Meski begitu, dia mengklaim akan memperketat pengawasan. Mereka akan tingkatkan intensitas kunjungan ke GN.
“Jadi arahan Bapak Presiden, meskipun kita tidak cabut Gag, tetapi pengawasannya harus berlapis-lapis.”

Pembangkangan hukum
Muhammad Jamil, Kepala Divisi Hukum dan Kebijakan Jaringan Advokasi Tambang (Jatam), mengatakan, keputusan pemerintah memperlihatkan watak rezim yang sebenarnya.
Padahal, sudah jelas ada larangan penambangan di pulau kecil.
Berdasarkan UU Nomor 1/2014 (UU 1/2014) tentang Pengelolaan Wilayah Pesisir dan Pulau-pulau Kecil (PWP3K) dan makin kuat lagi dengan putusan Mahkamah Konstitusi (MK) Nomor 35/PUU-XXI/2023.
Aturan ini, tegas melarang pertambangan di pulau-pulau kecil dengan luas kurang 2.000 km².
“Tambang di pulau kecil masuk ke kategori abnormally dangerous activity. MK menyatakan, mestinya larangan tersebut bersifat mutlak. Tidak bisa dimultitafsir. Ini adalah bentuk pembangkangan kabinet di pemerintahan baru ini.”

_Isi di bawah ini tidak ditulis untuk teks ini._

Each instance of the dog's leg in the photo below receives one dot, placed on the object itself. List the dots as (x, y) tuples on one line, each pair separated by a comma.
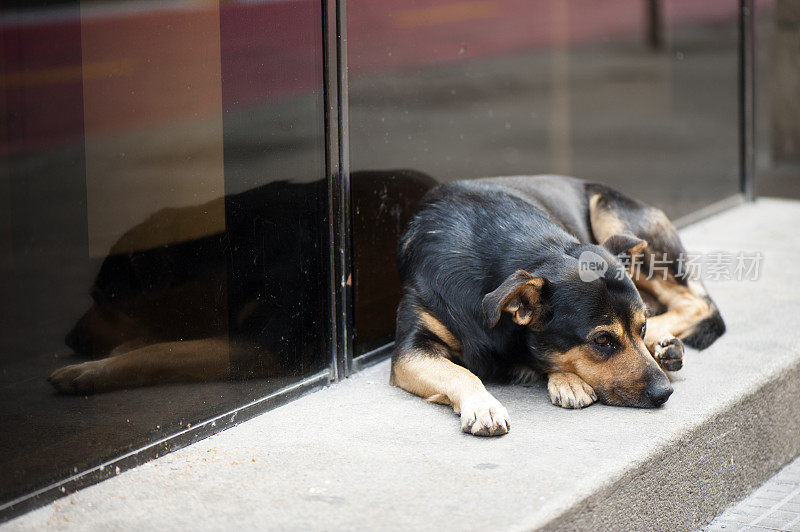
[(567, 390), (422, 365), (187, 361), (685, 310), (438, 380), (689, 315)]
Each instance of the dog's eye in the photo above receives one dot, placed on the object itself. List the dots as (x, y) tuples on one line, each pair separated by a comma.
[(603, 340)]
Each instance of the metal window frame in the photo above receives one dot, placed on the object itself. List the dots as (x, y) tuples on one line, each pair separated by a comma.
[(337, 169)]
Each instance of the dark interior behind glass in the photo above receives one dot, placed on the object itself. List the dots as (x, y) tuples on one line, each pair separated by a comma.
[(162, 186)]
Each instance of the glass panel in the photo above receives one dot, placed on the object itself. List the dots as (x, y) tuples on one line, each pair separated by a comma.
[(777, 106), (162, 221), (640, 95)]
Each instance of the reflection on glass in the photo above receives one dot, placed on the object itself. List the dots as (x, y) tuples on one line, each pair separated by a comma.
[(163, 220), (640, 95), (777, 106)]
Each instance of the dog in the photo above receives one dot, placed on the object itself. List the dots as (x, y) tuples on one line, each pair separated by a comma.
[(493, 287), (246, 302)]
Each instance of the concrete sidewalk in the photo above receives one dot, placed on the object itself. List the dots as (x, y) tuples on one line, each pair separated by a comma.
[(361, 454)]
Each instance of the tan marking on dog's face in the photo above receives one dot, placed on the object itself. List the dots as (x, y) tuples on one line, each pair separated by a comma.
[(439, 330), (617, 379)]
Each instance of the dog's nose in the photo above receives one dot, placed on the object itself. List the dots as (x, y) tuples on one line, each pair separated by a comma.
[(658, 393)]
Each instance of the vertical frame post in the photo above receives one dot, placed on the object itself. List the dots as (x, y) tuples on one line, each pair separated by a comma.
[(334, 29), (747, 99)]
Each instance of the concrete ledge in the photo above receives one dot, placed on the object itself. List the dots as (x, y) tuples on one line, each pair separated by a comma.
[(362, 454)]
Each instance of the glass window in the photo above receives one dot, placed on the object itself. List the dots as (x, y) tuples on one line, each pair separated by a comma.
[(163, 221)]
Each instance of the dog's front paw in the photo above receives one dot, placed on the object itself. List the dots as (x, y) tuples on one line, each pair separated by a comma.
[(668, 352), (78, 378), (483, 415), (567, 390)]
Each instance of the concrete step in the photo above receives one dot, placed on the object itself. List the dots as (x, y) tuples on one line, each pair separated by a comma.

Dia bilang, pernyataan Hanif soal menambang di pulau kecil tidak dilarang bila tak merusak lingkungan keliru. Pemberian Proper hijau juga menunjukkan pemerintah bukan hadir untuk menjaga keberlangsungan lingkungan hidup dan melayani masyarakat.
“Memang untuk melayani kebutuhan industri tambang yang sangat rakus. Sehingga sertifikasi itu menjadi alat legitimasi pada akhirnya. Bukan menjadi alat yang seharusnya menjadi batasan yang ditaati bersama.”
Dia mengkritik KKP tidak tegas menjalankan UU PWP3K yang menjadi kewenangannya. Seharusnya, dengan UU itu KKP bisa menjaga laut, pesisir dan isinya.
“Mestinya KKP. Logikanya, menjaga ikan, menjaga laut agar tetap bersih. Menjaga pesisir dan pulau kecil menjadi kewenangan.”